Human Flesh develops a framework for exploring these questions based on Merleau-Ponty’s unfinished work on human evolution, combining it with contemporary research in phenomenology, embodied cognitive science, evolutionary anthropology, and primatology. It applies that framework to explore how the different senses and sensory organs take on their distinctively human variations to facilitate the intercorporeal, social human form of life. Along the way, the book interprets familiar facts about the human body in a new light and develops novel hypotheses concerning human evolution. In contrast to the widely discussed social brain hypothesis, its guiding premise is the social body hypothesis: the proposition that the human body has evolved in response to the challenges posed by the distinctively human social form of life.

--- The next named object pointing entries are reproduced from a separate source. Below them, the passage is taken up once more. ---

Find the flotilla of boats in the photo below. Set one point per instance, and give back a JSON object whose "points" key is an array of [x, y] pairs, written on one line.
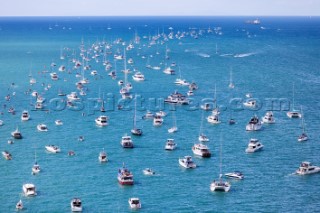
{"points": [[125, 177]]}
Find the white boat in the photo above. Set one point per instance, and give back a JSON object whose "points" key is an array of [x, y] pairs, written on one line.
{"points": [[125, 177], [126, 141], [181, 82], [213, 119], [76, 205], [148, 171], [169, 71], [29, 189], [103, 156], [294, 113], [135, 130], [138, 76], [148, 115], [254, 124], [201, 150], [42, 127], [6, 155], [190, 93], [203, 138], [303, 136], [58, 122], [134, 203], [307, 168], [170, 144], [250, 103], [231, 84], [16, 134], [206, 106], [73, 96], [176, 98], [187, 162], [161, 113], [157, 121], [254, 145], [102, 120], [53, 148], [19, 205], [36, 167], [268, 118], [235, 175], [220, 185], [174, 127], [54, 76], [25, 115]]}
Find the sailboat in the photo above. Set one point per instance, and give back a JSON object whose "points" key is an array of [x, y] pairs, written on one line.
{"points": [[36, 167], [303, 136], [231, 84], [220, 185], [202, 137], [135, 130], [174, 128], [294, 113]]}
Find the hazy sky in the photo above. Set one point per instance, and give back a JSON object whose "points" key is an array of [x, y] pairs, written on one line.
{"points": [[159, 7]]}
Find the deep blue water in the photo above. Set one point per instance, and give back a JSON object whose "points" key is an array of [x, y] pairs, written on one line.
{"points": [[276, 54]]}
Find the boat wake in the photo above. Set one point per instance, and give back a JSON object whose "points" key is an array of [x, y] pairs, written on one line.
{"points": [[203, 55], [242, 55]]}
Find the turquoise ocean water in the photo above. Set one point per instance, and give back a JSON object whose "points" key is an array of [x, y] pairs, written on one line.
{"points": [[266, 60]]}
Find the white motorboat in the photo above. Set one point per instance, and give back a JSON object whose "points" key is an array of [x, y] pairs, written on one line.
{"points": [[254, 145], [161, 113], [138, 76], [16, 134], [250, 103], [35, 168], [125, 177], [76, 205], [102, 120], [268, 118], [29, 189], [148, 115], [134, 203], [201, 150], [25, 115], [126, 141], [169, 71], [170, 144], [176, 98], [157, 121], [73, 96], [7, 155], [19, 205], [254, 124], [148, 171], [303, 136], [103, 156], [220, 185], [190, 93], [307, 168], [294, 113], [54, 76], [203, 138], [213, 119], [187, 162], [58, 122], [181, 82], [235, 175], [53, 148], [42, 127]]}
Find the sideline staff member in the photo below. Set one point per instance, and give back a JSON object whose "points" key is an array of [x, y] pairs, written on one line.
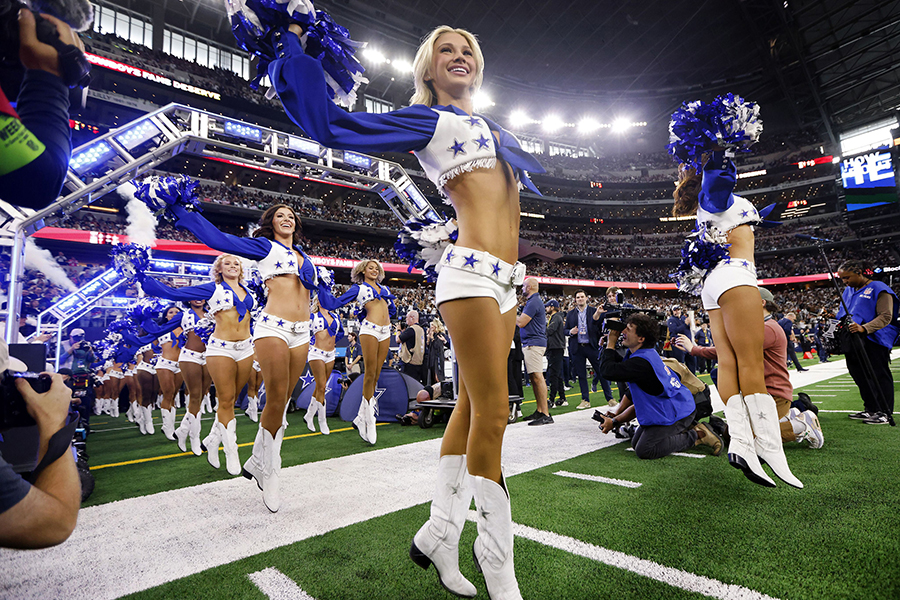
{"points": [[664, 407], [873, 307]]}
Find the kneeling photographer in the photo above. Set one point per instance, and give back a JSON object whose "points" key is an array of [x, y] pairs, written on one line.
{"points": [[664, 408], [42, 513]]}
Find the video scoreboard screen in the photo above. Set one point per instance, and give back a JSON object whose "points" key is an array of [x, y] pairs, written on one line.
{"points": [[869, 179]]}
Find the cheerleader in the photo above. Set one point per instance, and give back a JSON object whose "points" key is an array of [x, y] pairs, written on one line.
{"points": [[326, 330], [281, 333], [229, 351], [168, 372], [376, 307], [479, 167], [730, 295]]}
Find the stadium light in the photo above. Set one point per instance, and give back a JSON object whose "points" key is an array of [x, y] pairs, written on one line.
{"points": [[620, 125], [552, 123], [519, 119], [588, 125], [374, 56]]}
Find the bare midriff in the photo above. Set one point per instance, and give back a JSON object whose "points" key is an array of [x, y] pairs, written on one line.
{"points": [[741, 242], [377, 311], [487, 210], [288, 298]]}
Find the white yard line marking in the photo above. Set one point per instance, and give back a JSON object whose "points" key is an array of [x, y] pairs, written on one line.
{"points": [[278, 586], [684, 454], [671, 576], [598, 479]]}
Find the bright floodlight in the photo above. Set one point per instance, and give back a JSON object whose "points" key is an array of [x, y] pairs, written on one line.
{"points": [[553, 123], [519, 119], [588, 125], [374, 56], [402, 65]]}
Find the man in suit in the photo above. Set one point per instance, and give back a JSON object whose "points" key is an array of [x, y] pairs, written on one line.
{"points": [[583, 328]]}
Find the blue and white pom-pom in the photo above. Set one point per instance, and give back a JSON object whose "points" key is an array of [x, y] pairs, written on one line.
{"points": [[253, 23], [697, 127], [421, 242], [699, 256], [160, 193], [204, 328], [130, 260]]}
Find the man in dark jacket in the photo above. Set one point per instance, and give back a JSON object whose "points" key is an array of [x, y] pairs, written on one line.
{"points": [[556, 342]]}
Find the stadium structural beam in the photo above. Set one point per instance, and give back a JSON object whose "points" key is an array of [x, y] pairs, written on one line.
{"points": [[124, 154]]}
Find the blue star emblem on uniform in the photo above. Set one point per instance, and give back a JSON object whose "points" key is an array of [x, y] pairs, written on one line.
{"points": [[457, 148]]}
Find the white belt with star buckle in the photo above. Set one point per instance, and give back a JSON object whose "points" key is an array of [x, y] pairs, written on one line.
{"points": [[483, 263]]}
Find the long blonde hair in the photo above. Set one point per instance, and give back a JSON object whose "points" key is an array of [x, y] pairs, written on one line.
{"points": [[357, 275], [425, 55], [216, 270]]}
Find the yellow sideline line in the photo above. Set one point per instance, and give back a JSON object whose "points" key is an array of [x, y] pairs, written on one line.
{"points": [[154, 458]]}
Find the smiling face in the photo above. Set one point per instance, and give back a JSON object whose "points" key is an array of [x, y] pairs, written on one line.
{"points": [[453, 66]]}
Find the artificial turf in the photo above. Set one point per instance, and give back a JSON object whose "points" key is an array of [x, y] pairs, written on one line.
{"points": [[837, 538]]}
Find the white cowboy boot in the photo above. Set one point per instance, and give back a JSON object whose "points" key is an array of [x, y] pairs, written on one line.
{"points": [[310, 415], [168, 427], [229, 444], [181, 434], [148, 419], [493, 549], [252, 408], [764, 420], [370, 425], [361, 419], [437, 541], [265, 464], [323, 424], [211, 443], [741, 449]]}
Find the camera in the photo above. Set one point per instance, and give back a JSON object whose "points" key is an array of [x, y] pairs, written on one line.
{"points": [[13, 410]]}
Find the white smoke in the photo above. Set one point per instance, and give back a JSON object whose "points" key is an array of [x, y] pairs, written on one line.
{"points": [[41, 260], [141, 227]]}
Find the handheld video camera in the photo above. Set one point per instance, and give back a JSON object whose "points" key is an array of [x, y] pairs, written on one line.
{"points": [[13, 410]]}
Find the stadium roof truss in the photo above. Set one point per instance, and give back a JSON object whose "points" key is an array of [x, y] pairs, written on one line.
{"points": [[124, 154]]}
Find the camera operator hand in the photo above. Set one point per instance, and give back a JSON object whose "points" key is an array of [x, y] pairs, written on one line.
{"points": [[37, 55], [49, 410], [684, 342]]}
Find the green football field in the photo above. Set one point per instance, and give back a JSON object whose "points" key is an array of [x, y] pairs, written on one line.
{"points": [[688, 526]]}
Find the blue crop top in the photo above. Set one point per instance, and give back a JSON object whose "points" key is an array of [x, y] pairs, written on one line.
{"points": [[446, 140]]}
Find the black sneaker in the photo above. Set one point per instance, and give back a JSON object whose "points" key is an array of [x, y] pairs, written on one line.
{"points": [[862, 416], [804, 399], [541, 419], [877, 419]]}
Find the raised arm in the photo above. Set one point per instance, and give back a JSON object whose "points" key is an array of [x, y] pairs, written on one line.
{"points": [[719, 176], [300, 83], [209, 234], [154, 288]]}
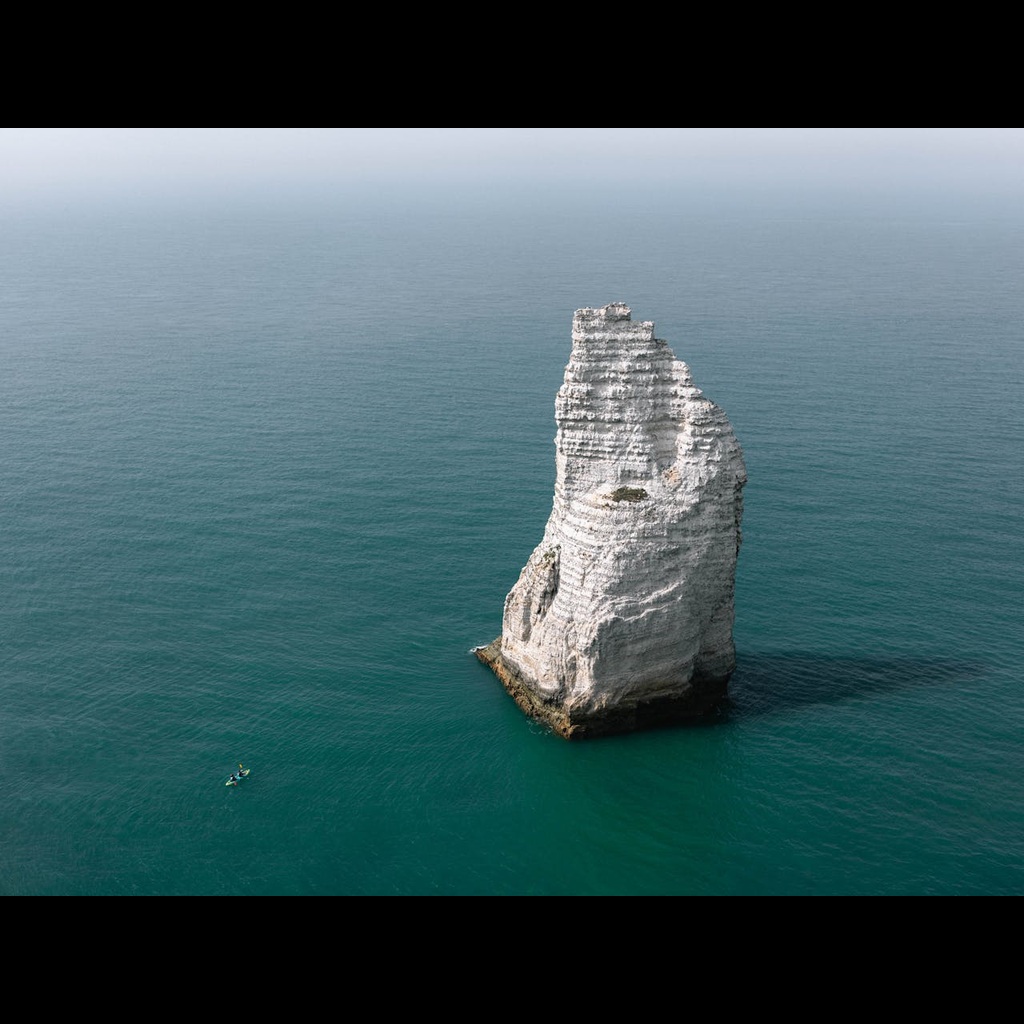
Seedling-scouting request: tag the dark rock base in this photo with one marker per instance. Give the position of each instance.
(704, 698)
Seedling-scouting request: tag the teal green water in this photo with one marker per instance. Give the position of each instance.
(268, 474)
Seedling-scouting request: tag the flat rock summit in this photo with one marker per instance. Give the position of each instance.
(623, 616)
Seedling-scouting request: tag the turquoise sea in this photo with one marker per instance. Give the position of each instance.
(267, 472)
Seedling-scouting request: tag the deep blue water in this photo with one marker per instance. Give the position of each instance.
(267, 474)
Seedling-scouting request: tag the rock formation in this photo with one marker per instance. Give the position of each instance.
(623, 616)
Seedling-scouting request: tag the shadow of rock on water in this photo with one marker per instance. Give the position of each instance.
(765, 684)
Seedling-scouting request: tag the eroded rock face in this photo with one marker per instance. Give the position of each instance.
(623, 616)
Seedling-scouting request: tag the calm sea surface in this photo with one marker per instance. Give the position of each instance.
(266, 476)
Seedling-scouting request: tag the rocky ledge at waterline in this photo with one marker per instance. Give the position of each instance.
(623, 616)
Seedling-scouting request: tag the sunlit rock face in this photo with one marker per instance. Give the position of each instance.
(623, 616)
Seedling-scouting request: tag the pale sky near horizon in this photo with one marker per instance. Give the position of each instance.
(48, 163)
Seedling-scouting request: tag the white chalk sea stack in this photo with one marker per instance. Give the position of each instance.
(623, 616)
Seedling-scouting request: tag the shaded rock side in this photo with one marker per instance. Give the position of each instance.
(623, 616)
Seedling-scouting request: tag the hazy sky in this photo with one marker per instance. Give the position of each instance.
(65, 163)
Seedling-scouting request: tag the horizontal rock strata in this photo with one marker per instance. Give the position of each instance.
(623, 616)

Based on these concrete investigations into the human body, Human Flesh proposes a new way of thinking about familiar topics in the evolution of cognition literature, such as the emergence of higher orders of social cognition and the development of human symbolic and linguistic capacities. Ultimately, the book arrives at a new determination of human nature and the human form of life: To be human is to be Homo invisibilis, an animal obsessed with, adapted for, and dependent upon the invisible minds of other humans and the symbolic-cultural worlds opened up by their unique social bodies.
Author Biography
Hayden Kee is an assistant professor of philosophy at the Chinese University of Hong Kong. His research focuses on phenomenology and embodied cognitive science. His work has recently appeared in Phenomenology and the Cognitive Sciences, Synthese, and Continental Philosophy Review.